# Be honest



## cesartriangle (Jun 23, 2018)

8 month old wgsl dog 87 pounds I will stack him tomorrow.









Sent from my SAMSUNG-SM-G935A using Tapatalk


----------



## cesartriangle (Jun 23, 2018)

Here he is at 7 no old.









Sent from my SAMSUNG-SM-G935A using Tapatalk


----------



## wolfy dog (Aug 1, 2012)

One time a breeder told me not to send 8 month pictures!


----------



## lhczth (Apr 5, 2000)

He has a nice masculine head and looks straight front the front. If you want a structural evaluation you need a photo of him stacked from the side. 
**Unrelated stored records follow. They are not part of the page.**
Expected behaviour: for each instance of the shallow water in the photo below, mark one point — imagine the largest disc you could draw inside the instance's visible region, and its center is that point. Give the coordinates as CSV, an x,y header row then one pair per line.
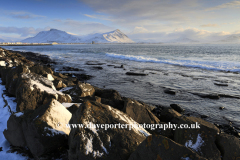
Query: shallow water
x,y
187,69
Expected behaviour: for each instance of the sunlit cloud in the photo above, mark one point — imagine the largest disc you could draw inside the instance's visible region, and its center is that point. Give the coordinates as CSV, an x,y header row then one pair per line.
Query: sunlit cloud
x,y
233,4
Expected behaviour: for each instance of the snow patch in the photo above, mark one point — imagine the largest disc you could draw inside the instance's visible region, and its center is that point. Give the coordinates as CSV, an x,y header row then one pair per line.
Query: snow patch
x,y
53,132
196,146
67,105
19,114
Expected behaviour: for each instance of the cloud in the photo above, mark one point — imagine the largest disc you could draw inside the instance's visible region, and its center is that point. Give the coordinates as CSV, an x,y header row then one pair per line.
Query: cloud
x,y
191,33
83,28
209,25
23,15
129,12
23,32
233,4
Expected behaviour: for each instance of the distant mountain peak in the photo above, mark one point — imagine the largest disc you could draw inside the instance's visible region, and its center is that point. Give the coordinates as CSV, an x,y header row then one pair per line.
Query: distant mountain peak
x,y
55,35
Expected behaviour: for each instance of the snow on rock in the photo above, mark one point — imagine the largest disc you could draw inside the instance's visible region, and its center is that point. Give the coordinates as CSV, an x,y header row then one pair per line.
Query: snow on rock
x,y
54,35
195,146
67,105
2,63
19,114
4,116
49,76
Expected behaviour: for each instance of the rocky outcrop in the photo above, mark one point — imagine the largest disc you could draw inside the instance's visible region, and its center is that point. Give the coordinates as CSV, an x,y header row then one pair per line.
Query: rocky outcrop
x,y
199,135
103,143
161,148
229,146
42,130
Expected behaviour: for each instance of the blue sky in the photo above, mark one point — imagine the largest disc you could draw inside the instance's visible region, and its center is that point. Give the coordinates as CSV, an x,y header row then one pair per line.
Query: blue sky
x,y
139,19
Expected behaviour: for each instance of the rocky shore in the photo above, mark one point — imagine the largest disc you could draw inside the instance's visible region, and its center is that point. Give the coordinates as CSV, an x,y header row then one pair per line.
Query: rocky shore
x,y
47,101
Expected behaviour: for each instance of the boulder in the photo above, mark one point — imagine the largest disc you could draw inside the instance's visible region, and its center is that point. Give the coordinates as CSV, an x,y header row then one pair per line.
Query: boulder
x,y
139,112
168,114
157,147
177,108
91,141
80,90
229,146
14,133
198,135
45,129
34,90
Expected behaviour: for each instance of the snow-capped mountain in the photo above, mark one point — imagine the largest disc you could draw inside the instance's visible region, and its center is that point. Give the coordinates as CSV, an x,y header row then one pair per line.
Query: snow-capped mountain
x,y
115,36
55,35
183,40
235,38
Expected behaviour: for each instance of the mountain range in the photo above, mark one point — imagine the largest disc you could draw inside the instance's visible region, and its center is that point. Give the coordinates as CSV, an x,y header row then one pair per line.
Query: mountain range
x,y
54,35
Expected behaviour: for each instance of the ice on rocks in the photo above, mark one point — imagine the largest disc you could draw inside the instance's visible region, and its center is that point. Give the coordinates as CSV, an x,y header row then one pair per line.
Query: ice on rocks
x,y
196,146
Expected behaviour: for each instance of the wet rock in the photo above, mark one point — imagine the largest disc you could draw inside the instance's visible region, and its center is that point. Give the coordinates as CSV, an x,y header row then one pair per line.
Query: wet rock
x,y
139,112
94,63
14,133
99,68
98,143
80,90
168,114
199,135
33,90
221,108
204,116
160,148
168,91
83,77
206,95
221,84
229,146
136,74
39,69
177,108
107,94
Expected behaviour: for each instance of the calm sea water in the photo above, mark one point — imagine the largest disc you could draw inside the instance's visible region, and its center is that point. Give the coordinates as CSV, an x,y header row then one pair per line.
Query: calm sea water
x,y
187,69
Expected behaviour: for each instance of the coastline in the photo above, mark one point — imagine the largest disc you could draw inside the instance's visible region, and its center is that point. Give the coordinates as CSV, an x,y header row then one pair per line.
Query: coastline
x,y
160,112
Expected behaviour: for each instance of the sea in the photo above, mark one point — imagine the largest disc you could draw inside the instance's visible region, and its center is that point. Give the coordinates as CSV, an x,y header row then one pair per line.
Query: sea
x,y
190,70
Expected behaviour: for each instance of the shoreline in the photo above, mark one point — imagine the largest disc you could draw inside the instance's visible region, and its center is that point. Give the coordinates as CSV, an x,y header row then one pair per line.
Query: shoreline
x,y
115,101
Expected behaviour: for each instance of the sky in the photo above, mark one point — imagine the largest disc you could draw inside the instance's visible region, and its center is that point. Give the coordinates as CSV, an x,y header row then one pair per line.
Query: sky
x,y
140,20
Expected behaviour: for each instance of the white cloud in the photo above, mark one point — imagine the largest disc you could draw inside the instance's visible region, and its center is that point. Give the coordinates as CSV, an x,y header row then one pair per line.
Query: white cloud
x,y
23,32
209,25
233,4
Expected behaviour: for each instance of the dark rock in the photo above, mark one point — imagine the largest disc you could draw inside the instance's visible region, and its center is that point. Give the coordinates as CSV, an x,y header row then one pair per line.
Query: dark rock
x,y
14,133
39,69
168,114
107,94
82,77
161,148
168,91
204,116
221,108
45,129
94,63
136,74
139,112
210,96
113,143
221,84
81,90
200,138
33,90
177,108
100,68
229,146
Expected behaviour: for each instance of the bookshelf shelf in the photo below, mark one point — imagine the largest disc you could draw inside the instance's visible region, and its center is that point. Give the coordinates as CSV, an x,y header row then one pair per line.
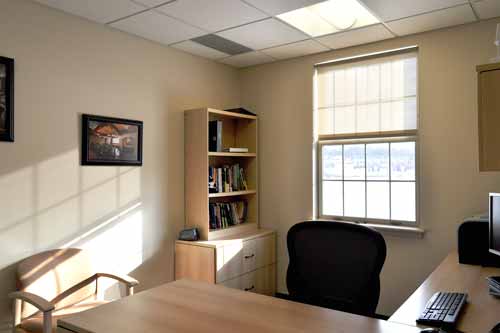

8 months isn't a good age either. Wait until he is closer to a year.


----------



## Jenny720 (Nov 21, 2014)

Very handsome!


----------



## Gregc (Aug 10, 2012)

I am honest, though I have no idea what you really want me to be honest about~


----------



## cesartriangle (Jun 23, 2018)

Gregc said:


> I am honest, though I have no idea what you really want me to be honest about~


What do you think about the dog? 

Sent from my SAMSUNG-SM-G935A using Tapatalk


----------



## cesartriangle (Jun 23, 2018)

I will stack him in 3 months. 

Sent from my SAMSUNG-SM-G935A using Tapatalk


----------



## sebrench (Dec 2, 2014)

I think you have a very handsome dog.


----------



## Gregc (Aug 10, 2012)

Good boy. Big head (though it could be the camera distance and angle). Anyhow, he will fill in and grow into it in time~ I remember 8 mos; just a growing boy. Good luck!


----------



## cesartriangle (Jun 23, 2018)

Gregc said:


> I am honest, though I have no idea what you really want me to be honest about~


You probably have an ugly dog lol.

Sent from my SAMSUNG-SM-G935A using Tapatalk


----------